The local bourse spent the entire session in negative territory after being dragged lower by world markets in the wake of a weaker close in the Dow on Thursday.
By 5pm the all share index had shed 3.39 percent, with resources falling 4.12 percent, gold miners giving up 6.18 percent. However, platinum stocks added 1.37 percent. Banks were down 6.57 percent, financials gave up 3.58 percent and industrials weakened 2.46 percent.
The rand was last bid at 9.74 to the dollar from 9.78 when the JSE closed on Thursday, while gold was last quoted at $838.82 a troy ounce from $854.28 at the JSE's last close.
The platinum price was at $849.50/oz from its previous close of $854.50 and Brent crude was at $44.39 per barrel from $43.36 before.
"We closed sharply weaker, all the sectors were hit hard today," a trader said.
"Movements in the dollar have continued to put metal prices under pressure," he said.
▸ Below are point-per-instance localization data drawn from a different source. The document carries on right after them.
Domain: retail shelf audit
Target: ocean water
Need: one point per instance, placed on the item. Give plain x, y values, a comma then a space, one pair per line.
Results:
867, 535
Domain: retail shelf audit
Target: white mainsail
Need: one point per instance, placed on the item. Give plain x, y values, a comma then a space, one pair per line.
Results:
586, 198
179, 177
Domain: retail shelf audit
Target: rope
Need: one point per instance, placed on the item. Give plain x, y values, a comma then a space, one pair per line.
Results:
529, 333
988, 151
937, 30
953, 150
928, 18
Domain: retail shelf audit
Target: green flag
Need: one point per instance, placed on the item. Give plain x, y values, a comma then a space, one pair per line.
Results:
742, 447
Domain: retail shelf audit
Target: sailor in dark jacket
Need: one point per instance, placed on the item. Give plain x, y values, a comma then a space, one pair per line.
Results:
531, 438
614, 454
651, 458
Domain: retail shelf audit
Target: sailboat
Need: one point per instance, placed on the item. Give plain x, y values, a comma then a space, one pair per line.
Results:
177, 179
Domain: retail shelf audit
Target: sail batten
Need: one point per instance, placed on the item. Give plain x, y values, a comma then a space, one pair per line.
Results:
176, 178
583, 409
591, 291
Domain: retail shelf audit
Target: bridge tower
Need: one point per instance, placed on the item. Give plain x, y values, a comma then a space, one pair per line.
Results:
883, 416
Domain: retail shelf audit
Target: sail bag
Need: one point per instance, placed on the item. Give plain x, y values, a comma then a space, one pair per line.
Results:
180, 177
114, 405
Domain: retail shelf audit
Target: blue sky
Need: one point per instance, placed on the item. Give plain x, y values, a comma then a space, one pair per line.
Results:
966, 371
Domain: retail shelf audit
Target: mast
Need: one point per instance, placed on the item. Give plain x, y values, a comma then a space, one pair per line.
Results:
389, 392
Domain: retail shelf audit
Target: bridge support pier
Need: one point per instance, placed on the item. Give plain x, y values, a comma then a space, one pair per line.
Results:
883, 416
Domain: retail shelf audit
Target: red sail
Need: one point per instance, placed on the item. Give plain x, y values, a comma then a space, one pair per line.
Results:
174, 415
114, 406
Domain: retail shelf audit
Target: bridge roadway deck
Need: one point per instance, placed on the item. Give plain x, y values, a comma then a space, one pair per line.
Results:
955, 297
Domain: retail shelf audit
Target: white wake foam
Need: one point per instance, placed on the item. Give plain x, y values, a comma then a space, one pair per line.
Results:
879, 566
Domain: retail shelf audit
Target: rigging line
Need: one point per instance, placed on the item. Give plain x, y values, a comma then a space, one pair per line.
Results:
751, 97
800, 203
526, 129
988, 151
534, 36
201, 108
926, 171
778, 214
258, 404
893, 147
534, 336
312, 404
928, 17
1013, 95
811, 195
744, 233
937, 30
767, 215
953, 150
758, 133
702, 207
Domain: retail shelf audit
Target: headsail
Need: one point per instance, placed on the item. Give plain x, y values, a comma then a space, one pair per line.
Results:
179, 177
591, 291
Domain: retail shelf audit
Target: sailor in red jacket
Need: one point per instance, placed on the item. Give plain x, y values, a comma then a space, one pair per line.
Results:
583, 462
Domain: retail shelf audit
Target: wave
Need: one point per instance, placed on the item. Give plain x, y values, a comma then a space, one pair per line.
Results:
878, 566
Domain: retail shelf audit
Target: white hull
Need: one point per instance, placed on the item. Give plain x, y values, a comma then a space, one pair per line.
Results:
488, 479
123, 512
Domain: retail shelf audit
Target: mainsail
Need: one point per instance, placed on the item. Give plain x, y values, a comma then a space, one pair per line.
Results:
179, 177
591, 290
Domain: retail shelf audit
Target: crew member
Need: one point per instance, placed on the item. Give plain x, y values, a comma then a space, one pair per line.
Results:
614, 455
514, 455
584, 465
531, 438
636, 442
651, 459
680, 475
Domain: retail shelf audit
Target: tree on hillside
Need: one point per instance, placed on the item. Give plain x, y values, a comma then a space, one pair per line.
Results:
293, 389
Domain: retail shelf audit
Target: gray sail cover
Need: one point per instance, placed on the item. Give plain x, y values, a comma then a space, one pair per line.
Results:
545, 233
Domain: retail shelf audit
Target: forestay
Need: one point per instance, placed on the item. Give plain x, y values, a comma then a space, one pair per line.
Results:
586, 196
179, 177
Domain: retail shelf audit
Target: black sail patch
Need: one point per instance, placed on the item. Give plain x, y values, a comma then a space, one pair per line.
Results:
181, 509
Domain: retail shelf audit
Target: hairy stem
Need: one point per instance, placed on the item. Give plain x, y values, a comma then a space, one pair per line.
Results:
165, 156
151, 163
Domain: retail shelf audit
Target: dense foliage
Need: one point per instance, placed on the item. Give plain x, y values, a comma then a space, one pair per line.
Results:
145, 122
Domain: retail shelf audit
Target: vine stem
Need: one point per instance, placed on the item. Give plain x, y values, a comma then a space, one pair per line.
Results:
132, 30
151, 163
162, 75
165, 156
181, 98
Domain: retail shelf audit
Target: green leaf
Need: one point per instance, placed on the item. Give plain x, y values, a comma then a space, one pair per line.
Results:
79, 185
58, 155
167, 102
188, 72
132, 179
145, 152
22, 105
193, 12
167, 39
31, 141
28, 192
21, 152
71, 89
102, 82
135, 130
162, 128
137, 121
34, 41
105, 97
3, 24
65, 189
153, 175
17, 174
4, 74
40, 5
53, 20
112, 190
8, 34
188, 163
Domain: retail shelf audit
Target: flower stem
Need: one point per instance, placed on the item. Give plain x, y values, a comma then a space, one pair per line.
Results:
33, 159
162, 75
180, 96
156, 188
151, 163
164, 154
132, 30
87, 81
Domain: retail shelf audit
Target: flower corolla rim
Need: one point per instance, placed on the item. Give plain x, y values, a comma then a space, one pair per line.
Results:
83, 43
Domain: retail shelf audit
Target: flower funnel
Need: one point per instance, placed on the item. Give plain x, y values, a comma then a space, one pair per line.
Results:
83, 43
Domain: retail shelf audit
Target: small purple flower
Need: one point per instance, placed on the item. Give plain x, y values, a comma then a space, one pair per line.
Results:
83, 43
"There is also some position squaring ahead of the weekend and the holiday break as people take time off and will only be back next year," he pointed out.
The trader said the rand, which had weakened slightly since this morning's levels on the back of a rebounding dollar, had not offered any support for the market.
Dow Jones Newswires reports that US stocks opened higher.
The DJIA was last up 1.11 percent.
On the JSE, Anglo American was down 8.51 percent to 215 rand and BHP Billiton gave up 2.44 percent to 179.88 rand.
Petrochemicals group Sasol lost 3.30 percent to 275.50 rand.
Kumba Iron Ore was up 2.02 percent to 166.80 rand and ArcelorMittal added 4.79 percent to 85.40 rand, but Highveld Steel was down 1.27 percent to 56 rand.
Gold miner AngloGold Ashanti weakened 3.12 percent to 240.50 rand, Gold Fields was down 7.73 percent to 80.20 rand and Harmony shed 11.09 percent to 84.46 rand.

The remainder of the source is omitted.